Posso dizer que hoje a OPEE me ajudou a ser uma pessoa que é capaz de perceber melhor a beleza, o encanto, o valor e a vida que está presente nas pequenas grandes coisas do cotidiano. Sempre que vou a uma escola falar aos professores, digo que a OPEE, antes de ser uma metodologia, uma ferramenta ou apenas um livro, é antes de tudo um lugar de descanso. É um presente para nossa história de vida com suas futuras gerações!

Como fui fortalecido ao saber que o fruto do trabalho de meus colegas somado ao meu, foi sustento e chão para inúmeros professores, alunos e suas famílias. Penso que este tempo de desafios tenha, por graça de Deus, permitido que de dentro de nós viesse para fora aquilo que temos e somos de melhor e mais precioso. Experimentamos em nossa própria existência o “educere”. Doeu um pouco, mas valeu muito! Olhar agora para professores, diretores, coordenadores e equipes de trabalho dando o melhor de si em suas comunidades educativas, me enche de força e esperança. Isso tudo me provoca a também entregar o melhor que está ao meu alcance.

As pequenas grandes coisas da vida podem estar escondidas no delicioso aroma de um café fresquinho que foi passado com carinho. Essas pequenas grandes coisas da vida também podem estar escondidas na delicadeza de três cenouras que foram escolhidas para se transformar na doçura de um delicioso bolo. Na educação nós precisamos treinar o nosso olhar para captarmos o extraordinário que está presente no ordinário, que é a ordem do dia a dia, sermos guardiões da certeza de que educar não vale a pena. Educar vale a vida! Contemplar a coragem daqueles que caminham ao nosso lado é uma das maiores riquezas da vida. A coragem das escolas nos incendiou o coração neste tempo!

E pra você, quais foram os maiores aprendizados deste período? Quem foram as pessoas que compartilharam contigo o café, o bolo, os medos e a coragem que faz viver? Quais foram as pessoas que, por meio de seu trabalho, presença e generosidade, você foi capaz de ajudar estendendo a mão? Tão importante quanto chegar onde planejamos, é ter consciência a respeito de quem nos tornamos enquanto vivemos o bem pelo caminho. Quem você se tornou? Quais são os seus tesouros conquistados que hoje você compartilha com o mundo neste “retorno às aulas”?

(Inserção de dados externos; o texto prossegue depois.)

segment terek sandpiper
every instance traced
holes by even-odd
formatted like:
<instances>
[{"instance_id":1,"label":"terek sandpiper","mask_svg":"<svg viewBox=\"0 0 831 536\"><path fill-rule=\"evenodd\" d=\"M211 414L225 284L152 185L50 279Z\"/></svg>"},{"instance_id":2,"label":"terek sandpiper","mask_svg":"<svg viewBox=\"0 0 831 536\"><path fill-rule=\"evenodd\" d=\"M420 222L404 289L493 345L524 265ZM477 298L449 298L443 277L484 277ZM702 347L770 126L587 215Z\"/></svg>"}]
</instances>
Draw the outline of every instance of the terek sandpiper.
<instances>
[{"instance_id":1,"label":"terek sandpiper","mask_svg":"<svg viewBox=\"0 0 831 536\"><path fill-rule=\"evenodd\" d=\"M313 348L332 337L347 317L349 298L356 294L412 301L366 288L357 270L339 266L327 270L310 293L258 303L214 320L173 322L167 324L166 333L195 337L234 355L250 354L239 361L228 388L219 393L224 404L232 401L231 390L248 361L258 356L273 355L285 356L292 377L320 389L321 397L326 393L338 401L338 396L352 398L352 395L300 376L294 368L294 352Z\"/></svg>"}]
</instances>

O essencial continua sendo invisível aos olhos, mas não ao coração de quem acredita na força da Educação! Retornar às aulas hoje, para nós da OPEE Educação, representa uma grande uma renovação de nosso compromisso com um retorno à origem de tudo. Reascender um “primeiro amor” no gesto concreto de educar. Nós por aqui acreditamos que somos capazes de aprender aquilo que amamos. E daqui do fogão de lenha de minha cozinha, sentindo o aroma de mais um cafezinho sendo passado, leio com gratidão uma plaquinha que minha esposa colocou na parede: “a vida começa depois do café”!